New York City’s juvenile detention centers have become overrun madhouses where the worst teen inmates rule, thanks to Raise the Age and other state “reforms.”
Harrowing Department of Investigations report, Raise the Age — which requires that 16- and 17-year-old perps be housed in juvenile detention centers, not jails, and lets them stay until they’re 21 — combined with bail reforms that condense the worst-of-the-worst teen offenders into youth facilities has “fundamentally altered” the population of the two juvies, Horizon and Crossroads, with an overload of “older” detainees “facing more serious and violent charges.”
The facilities are now bursting; since Raise the Age kicked in, there’s been an “880% increase in residents aged 16-21 at Horizon and a 444% increase in residents aged 16-21 at Crossroads.”
The number of inmates booked on murder charges more than quadrupled.
And the older, larger, more dangerous population is completely bulldozing staff: “Nearly every staff member with whom DOI spoke consistently stated, in substance, that [Administration for Children’s Services] was ill-prepared for the new demographics of the [Raise the Age] population, particularly the residents’ age, physical size, and violent criminal history.”
Straight from the horse’s mouth: Dangerous perps know they’ll skate, no matter what terror they unleash.
Utterly laughable disciplinary policies make it worse: When violence or misconduct broke out, ACS responds with “the least intrusive and least restrictive intervention necessary,” including “non-physical” tactics such as “non-verbal communication, para-verbal communication,123 active listening, and verbal intervention” — methods more suited to cherub-faced preschoolers than lawbreaking teens.

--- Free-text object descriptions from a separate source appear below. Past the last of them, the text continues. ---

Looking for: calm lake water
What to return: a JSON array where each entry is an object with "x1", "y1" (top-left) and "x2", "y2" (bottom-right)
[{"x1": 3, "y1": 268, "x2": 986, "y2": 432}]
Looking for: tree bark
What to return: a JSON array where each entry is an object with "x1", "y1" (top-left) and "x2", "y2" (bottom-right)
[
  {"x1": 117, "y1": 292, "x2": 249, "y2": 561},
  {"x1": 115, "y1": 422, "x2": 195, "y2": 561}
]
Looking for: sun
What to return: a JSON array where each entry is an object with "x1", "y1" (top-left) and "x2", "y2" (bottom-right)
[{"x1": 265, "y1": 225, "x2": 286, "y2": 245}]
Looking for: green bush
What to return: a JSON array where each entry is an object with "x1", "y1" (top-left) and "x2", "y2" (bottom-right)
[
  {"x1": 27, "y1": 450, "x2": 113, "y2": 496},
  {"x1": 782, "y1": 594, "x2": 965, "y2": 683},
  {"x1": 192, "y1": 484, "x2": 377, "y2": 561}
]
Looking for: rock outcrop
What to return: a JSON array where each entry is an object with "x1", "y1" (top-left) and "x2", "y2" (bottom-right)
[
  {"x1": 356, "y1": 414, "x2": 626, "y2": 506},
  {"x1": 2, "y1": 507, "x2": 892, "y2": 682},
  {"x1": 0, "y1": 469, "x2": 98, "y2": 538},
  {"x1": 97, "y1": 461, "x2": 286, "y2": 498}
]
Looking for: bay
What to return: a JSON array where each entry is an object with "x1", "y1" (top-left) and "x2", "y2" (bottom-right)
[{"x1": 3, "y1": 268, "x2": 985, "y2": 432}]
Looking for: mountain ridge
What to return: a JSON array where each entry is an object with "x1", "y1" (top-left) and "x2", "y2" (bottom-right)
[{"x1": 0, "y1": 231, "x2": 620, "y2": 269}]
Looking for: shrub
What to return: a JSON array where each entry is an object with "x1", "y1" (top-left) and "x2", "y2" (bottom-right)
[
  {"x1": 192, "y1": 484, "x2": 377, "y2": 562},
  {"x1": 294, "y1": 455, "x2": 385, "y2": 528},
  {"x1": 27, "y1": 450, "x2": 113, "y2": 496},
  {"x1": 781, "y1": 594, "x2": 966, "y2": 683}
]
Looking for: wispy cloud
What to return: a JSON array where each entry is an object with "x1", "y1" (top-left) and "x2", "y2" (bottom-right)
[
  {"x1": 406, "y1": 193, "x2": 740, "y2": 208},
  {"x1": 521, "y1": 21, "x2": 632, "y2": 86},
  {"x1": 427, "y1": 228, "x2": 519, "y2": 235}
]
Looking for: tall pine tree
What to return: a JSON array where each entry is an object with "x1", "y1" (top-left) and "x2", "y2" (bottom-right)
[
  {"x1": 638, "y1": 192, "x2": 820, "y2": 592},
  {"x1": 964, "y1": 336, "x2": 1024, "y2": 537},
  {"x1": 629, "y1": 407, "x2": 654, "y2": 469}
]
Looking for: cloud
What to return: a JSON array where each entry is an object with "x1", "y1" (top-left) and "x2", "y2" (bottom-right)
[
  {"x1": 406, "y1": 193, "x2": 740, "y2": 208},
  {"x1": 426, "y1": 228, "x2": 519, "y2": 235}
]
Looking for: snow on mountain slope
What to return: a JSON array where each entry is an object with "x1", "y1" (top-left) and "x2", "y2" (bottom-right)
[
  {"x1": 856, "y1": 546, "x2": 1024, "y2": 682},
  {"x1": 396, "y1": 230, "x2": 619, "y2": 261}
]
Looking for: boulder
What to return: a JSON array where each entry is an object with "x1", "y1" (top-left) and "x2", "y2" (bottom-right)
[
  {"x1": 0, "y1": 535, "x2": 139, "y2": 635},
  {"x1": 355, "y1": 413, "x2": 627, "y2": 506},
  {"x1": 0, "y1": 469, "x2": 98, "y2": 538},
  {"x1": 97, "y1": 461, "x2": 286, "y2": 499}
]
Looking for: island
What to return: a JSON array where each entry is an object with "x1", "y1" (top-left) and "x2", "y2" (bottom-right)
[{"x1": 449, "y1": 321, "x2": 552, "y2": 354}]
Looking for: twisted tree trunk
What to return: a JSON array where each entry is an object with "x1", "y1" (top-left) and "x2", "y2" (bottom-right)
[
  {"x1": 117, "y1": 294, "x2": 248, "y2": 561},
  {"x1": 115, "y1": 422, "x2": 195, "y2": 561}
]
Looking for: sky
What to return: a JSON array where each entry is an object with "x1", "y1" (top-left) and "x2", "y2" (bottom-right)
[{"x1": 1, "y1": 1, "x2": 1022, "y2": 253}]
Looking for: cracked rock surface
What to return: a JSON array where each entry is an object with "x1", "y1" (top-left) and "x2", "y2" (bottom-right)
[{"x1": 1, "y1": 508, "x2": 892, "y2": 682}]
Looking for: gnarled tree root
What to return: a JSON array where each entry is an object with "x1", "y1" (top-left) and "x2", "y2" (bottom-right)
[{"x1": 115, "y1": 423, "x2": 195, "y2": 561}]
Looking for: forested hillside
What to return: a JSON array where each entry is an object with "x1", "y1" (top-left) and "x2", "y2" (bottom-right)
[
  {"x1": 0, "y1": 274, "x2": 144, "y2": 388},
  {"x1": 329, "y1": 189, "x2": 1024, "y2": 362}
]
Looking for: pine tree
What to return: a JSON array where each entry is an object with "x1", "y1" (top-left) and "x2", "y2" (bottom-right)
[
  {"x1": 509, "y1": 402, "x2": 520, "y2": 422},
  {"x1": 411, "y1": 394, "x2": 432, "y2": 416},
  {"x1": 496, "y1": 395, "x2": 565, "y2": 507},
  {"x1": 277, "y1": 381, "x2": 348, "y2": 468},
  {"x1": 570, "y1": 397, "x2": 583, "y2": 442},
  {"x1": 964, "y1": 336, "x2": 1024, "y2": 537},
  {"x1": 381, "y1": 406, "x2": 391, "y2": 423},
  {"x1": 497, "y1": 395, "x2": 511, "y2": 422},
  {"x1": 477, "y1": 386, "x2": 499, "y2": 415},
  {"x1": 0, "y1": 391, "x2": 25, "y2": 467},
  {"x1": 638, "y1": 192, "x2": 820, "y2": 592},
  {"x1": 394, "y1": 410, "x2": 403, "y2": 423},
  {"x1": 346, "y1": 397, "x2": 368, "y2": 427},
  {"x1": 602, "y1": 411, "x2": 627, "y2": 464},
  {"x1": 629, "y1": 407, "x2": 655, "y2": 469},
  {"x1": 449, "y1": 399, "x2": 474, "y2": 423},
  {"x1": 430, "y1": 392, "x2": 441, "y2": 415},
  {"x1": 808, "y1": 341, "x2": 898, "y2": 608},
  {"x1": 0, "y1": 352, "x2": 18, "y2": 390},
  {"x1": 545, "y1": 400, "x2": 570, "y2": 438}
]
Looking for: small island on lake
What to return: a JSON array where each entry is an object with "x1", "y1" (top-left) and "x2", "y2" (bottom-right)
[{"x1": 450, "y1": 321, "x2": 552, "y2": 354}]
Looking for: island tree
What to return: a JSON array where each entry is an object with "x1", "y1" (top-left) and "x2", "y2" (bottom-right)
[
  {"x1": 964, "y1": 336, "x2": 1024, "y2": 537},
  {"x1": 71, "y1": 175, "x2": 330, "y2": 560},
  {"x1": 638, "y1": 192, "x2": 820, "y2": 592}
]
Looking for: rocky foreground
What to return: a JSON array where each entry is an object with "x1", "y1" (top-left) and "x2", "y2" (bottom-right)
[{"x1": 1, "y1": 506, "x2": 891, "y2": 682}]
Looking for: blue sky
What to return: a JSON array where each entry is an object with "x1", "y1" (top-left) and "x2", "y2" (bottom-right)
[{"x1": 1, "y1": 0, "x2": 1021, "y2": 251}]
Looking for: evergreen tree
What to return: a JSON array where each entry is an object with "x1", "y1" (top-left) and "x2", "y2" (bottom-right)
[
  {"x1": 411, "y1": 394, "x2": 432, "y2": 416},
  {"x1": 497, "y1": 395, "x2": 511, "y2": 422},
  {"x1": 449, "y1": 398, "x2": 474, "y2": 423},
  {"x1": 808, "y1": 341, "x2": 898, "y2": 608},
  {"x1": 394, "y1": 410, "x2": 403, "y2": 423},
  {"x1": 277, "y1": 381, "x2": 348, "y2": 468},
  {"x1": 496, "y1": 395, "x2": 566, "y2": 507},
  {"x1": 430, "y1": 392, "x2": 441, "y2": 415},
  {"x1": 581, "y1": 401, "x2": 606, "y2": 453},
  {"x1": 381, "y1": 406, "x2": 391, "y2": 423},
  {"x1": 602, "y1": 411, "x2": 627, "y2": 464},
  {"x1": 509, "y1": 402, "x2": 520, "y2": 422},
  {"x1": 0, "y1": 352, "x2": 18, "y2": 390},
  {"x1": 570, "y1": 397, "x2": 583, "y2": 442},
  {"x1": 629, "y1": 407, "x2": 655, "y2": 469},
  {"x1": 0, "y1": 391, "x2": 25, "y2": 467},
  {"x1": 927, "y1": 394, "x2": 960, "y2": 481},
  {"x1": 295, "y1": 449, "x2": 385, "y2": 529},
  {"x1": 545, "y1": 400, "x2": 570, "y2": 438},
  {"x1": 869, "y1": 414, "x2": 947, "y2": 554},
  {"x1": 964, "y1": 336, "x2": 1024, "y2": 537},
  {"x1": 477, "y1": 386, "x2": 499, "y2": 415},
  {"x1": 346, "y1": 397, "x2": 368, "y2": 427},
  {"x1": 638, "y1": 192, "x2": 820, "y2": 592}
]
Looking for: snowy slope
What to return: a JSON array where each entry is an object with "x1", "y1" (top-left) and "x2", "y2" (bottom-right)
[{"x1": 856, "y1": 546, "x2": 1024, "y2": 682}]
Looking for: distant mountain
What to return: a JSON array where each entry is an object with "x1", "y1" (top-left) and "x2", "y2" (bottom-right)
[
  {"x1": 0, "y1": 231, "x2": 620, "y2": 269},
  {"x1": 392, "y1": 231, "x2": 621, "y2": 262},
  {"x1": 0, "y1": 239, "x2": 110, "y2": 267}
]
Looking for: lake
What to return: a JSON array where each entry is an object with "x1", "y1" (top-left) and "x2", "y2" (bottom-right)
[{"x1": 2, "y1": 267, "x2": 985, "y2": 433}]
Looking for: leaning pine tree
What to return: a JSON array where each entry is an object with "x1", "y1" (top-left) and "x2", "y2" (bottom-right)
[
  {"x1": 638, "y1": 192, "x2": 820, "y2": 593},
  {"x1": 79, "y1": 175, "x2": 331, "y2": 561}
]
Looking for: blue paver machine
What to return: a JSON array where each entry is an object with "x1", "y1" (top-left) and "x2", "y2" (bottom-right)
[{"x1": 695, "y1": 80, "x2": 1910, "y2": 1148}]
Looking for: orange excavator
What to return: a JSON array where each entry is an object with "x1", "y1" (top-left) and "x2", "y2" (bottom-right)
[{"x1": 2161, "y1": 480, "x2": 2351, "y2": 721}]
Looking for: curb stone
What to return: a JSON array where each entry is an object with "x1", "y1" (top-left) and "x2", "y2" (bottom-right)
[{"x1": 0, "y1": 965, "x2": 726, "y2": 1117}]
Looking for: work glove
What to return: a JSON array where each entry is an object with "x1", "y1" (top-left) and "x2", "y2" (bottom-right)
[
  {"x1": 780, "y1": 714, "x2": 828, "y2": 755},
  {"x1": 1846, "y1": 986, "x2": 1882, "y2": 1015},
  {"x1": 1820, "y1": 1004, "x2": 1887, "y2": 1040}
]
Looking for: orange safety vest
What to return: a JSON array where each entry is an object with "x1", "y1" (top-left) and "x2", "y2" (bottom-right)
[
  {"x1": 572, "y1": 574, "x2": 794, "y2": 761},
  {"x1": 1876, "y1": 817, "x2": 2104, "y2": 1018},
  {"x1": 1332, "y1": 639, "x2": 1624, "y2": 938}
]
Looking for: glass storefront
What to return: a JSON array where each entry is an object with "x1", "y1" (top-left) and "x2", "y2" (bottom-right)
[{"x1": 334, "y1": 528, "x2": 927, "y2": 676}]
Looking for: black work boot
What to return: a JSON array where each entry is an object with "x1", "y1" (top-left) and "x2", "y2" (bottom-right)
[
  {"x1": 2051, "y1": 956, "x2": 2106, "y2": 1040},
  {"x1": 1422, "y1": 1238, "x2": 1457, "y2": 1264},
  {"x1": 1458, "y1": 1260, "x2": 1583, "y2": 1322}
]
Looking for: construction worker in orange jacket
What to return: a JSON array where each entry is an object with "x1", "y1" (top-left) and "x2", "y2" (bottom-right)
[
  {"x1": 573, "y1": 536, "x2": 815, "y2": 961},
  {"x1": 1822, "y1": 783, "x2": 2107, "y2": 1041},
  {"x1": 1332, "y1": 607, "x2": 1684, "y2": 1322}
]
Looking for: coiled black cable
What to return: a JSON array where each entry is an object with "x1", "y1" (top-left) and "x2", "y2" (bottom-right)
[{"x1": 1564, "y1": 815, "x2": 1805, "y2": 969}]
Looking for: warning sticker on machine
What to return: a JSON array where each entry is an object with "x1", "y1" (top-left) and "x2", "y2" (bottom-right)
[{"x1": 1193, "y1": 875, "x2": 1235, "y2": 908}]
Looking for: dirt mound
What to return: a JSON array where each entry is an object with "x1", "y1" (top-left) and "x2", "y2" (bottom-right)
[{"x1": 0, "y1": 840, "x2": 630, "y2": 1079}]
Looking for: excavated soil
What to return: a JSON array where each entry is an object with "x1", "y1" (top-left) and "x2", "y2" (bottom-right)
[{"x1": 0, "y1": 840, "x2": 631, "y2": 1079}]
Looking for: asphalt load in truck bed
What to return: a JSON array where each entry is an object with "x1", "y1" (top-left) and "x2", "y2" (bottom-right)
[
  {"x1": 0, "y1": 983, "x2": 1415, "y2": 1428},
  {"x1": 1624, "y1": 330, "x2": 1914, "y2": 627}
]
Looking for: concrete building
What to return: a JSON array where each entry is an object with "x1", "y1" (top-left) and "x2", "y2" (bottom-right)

DOI mildly terms these methods “insufficient to maintain order in the facility.” The DOI’s 15 recommendations include stronger disciplinary methods and “weapons-defense training and self-defense training” for staff; reported assaults have gone down since some of these reforms have been implemented.
But there’s only one true, long-term fix: Violent older teens need to be separated from the rest of the youth detainee population.
Teens booked on serious charges don’t belong in juvies, where they’ll be treated with kid gloves; they belong in adult jails.
And they plainly shouldn’t be allowed to squat in youth detention until they’re 21. Repeal or at least repair Raise the Age.